Im Verlauf der fünftägigen Reise stießen wir immer wieder auf kleine Hoffnungszeichen, seien es engagierte Frauen, die ein Tourismuszentrum in ihrem idyllisch gelegenen Ort aufbauen oder eine palästinensische Hilfsorganisation, die ähnlich wie die Tafel in Jena Sachspenden oder zweckgebundene finanzielle Unterstützung unter bedürftigen Palästinensern vermittelt. Darüber hinaus ermöglichte die Reiseplanung immer wieder ganz andere Einblicke. So erlebten wir eine spektakuläre Wanderung mitten durch die Wüste und im grünen Wadi Qelt mit anschließender Besichtigung des Berges der Versuchung Jesu und der ältesten Stadt der Welt „Tel es Sultan“ , das alte Jericho, wo 11.000 Jahre alte Gebäude stehen. Gemeinsam mit der Gemeinde in Beit Jala feierten wir einen bewegenden Sonntagsgottesdienst mit viel gemeinsamem Gesang. Superintendent Neuß predigte, von Pfarrer Tannous simultan übersetzt, über die Heilung des Gelähmten (Mk. 2). Er stellte dar, dass es bei Jesus kein Drinnen und Draußen gäbe; auch die Kranken gehörten in die Mitte. Das würde auch für alle unter dem Unfrieden leidenden Menschen im Heiligen Land gelten.
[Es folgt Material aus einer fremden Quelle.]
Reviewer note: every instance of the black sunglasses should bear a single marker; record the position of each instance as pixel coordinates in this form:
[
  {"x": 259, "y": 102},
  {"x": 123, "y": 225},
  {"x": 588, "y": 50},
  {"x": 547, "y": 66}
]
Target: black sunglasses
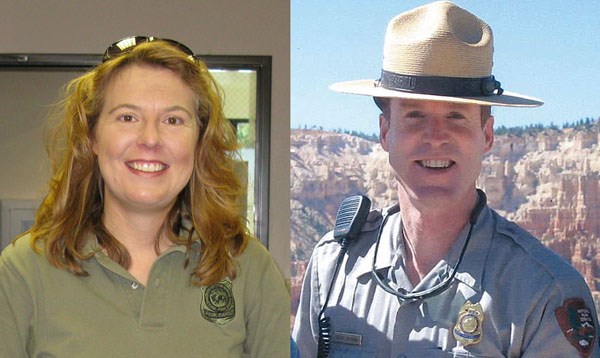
[{"x": 126, "y": 44}]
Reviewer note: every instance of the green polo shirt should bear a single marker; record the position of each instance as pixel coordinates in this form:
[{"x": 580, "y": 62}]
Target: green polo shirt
[{"x": 49, "y": 312}]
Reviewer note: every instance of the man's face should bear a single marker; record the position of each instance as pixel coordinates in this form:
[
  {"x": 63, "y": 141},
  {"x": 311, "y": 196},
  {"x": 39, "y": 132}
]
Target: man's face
[{"x": 435, "y": 148}]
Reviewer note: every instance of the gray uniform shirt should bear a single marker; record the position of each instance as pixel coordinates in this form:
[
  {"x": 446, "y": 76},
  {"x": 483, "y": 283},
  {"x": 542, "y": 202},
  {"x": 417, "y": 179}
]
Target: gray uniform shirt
[{"x": 519, "y": 285}]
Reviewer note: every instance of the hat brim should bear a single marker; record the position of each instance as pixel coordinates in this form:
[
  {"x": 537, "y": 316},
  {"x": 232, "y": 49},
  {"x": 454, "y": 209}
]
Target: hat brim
[{"x": 368, "y": 88}]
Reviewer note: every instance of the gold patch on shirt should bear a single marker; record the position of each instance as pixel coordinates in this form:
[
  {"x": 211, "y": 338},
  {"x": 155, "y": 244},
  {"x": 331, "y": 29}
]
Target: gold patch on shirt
[
  {"x": 469, "y": 326},
  {"x": 217, "y": 304},
  {"x": 577, "y": 323}
]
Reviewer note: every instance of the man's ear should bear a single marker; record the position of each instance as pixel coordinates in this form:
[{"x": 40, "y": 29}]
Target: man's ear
[
  {"x": 488, "y": 132},
  {"x": 384, "y": 127}
]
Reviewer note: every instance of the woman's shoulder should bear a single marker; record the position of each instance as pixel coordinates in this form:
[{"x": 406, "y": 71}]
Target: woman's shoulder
[{"x": 20, "y": 255}]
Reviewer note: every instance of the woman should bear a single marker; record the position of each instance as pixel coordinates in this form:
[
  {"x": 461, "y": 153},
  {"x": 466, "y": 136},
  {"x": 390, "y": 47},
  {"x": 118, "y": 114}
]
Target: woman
[{"x": 139, "y": 248}]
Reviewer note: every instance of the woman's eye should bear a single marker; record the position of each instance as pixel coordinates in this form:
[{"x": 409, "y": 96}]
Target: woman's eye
[
  {"x": 126, "y": 118},
  {"x": 174, "y": 120}
]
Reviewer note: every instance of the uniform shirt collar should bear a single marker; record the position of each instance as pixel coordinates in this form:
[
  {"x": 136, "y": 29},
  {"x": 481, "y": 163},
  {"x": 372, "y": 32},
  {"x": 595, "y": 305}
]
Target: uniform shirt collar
[{"x": 470, "y": 271}]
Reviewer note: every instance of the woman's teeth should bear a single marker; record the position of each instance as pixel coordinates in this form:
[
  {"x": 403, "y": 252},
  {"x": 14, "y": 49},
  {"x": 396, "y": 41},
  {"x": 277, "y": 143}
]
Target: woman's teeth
[{"x": 147, "y": 167}]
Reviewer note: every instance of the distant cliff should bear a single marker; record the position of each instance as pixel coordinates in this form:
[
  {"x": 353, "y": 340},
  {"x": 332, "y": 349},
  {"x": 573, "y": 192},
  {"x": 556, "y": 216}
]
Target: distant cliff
[{"x": 545, "y": 180}]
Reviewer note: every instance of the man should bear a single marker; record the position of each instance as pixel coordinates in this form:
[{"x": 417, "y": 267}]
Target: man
[{"x": 441, "y": 274}]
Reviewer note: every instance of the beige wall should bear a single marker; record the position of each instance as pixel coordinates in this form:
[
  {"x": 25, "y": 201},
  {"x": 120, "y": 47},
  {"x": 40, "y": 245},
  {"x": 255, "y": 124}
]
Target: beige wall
[{"x": 211, "y": 27}]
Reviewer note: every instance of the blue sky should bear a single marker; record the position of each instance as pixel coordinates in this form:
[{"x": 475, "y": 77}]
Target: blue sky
[{"x": 546, "y": 49}]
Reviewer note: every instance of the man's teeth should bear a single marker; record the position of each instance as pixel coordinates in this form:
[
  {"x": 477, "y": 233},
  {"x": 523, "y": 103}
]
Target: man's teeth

Natürlich blieben viele Fragen offen. Die Positionen sind derzeit verhärtet und eine Friedensperspektive ist nicht in Sicht. Die Mauer ist eine Scharte, die zwar die furchtbaren Anschläge der zweiten Intifada vor 20 Jahren beendete, aber zugleich das Leben von Millionen Menschen tagtäglich beschneidet. Auch die Beschlüsse der 1994 verheißungsvollen Osloer Friedensgespräche, denen die palästinensische Regierung zugestimmt hatte, bergen bis heute leider ein hohes Konfliktpotential. Die israelische Siedlungsbewegung in palästinensisch verwalteten Gebieten ist eine anhaltende Provokation. Ohne erkennbare Lösungsansätze sind auch die ungebremste Versiegelung von Flächen, die allgegenwärtige Plastikvermüllung und eine sich ausweitende extreme Wasserknappheit.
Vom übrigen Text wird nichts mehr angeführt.